- Born: 22 August 1956 (age 70) Motero, Soliat, Kericho County
- Education: University of Nairobi, University of Edinburgh, University of Glasgow
- Occupation: Research Scientist
- Honours: Head of State Commendation, HSC, Order of the Grand Warrior, OGW

Signature

= Moses Rugut =

Research scientist

Prof. Moses Kipng'eno Rugutt OGW (born 22 August 1956) is a Kenyan Research Scientist and the immediate former (year 2020) Chief Executive Officer of the National Commission for Science, Technology and Innovation Prof. Rugutt was appointed to the position in 2014 having served in other senior positions in the Government of Kenya.

==Early life==
Rugutt was born in Soliat Location, Soin Division in the then Kericho District.

==Education==
He attended St. Patricks High School, then in Elgeyo Marakwet County for his Secondary Education and proceeded to University of Nairobi to pursue Bachelor of Science in Veterinary Medicine (1983). He holds a Master of Science in Tropical Veterinary Science from the University of Edinburgh (1992) and a PhD in Veterinary Parasitology from the University of Glasgow (1999).

==Public Service==
Rugutt has served in various positions in the public service among them sitting in several boards over time. He sat in the Board of National Quality Control Laboratory, Kenya Agricultural & Livestock Research Organization, Committee Member on Drug Registration at Pharmacy & Poisons Board since 1999 and National Museums of Kenya.

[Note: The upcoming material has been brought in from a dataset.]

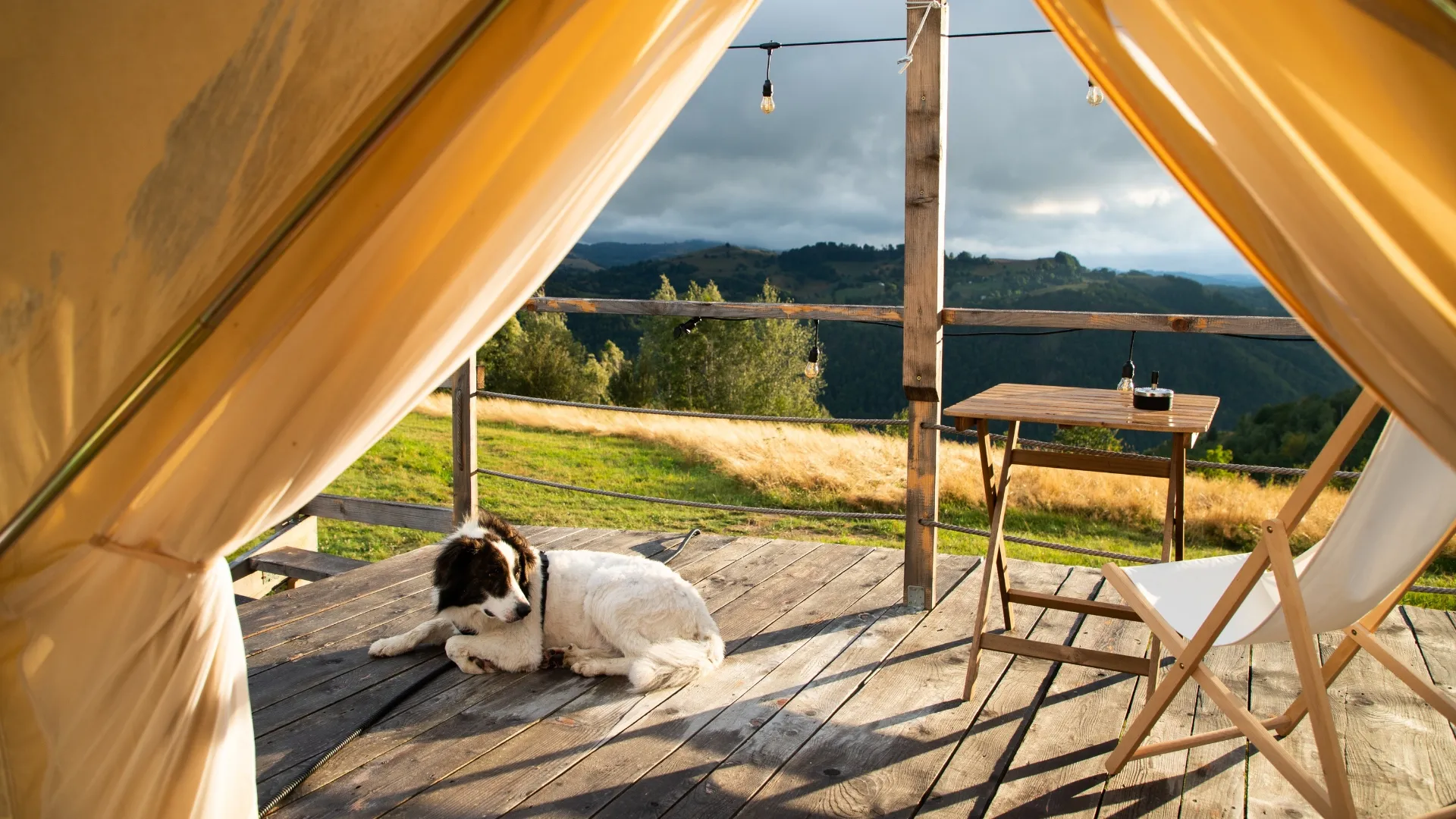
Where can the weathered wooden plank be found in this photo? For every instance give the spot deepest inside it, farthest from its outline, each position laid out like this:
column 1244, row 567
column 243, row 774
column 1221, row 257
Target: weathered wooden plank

He also served as the Principal Research Scientist of the defunct KARI that was de-gazetted and was succeeded by a newly established state agency KALRO and as Chief Research Officer at the Ministry of Higher Education, Science and Technology before being appointed the Deputy Secretary at the National Council for Science and Technology which was the predecessor of the National Commission for Science, Technology and Innovation. He later served as the Deputy Director General of the National Commission of Science of Technology upon its establishment in 2013. He was awarded Head of State's Commendations in the year 2008 for his distinguished service to the nation and subsequently awarded with the Order of the Grand Warrior, OGW in the year 2016.

== Publications ==
Prof. Rugutt has authored several publications alongside other authors and have been published in local, regional and international journals. Some of his publications are as follows:

- Seroepidemiological survey of Taenia saginata cysticercosis in Kenya.
- Diagnosis of Taenia saginata cysticercosis in Kenyan cattle by antibody and antigen ELISA.
- Anthelmintic resistance amongst sheep and goats in Kenya.
- Epidemiology and control of ruminant helminths in the Kericho Highlands of Kenya.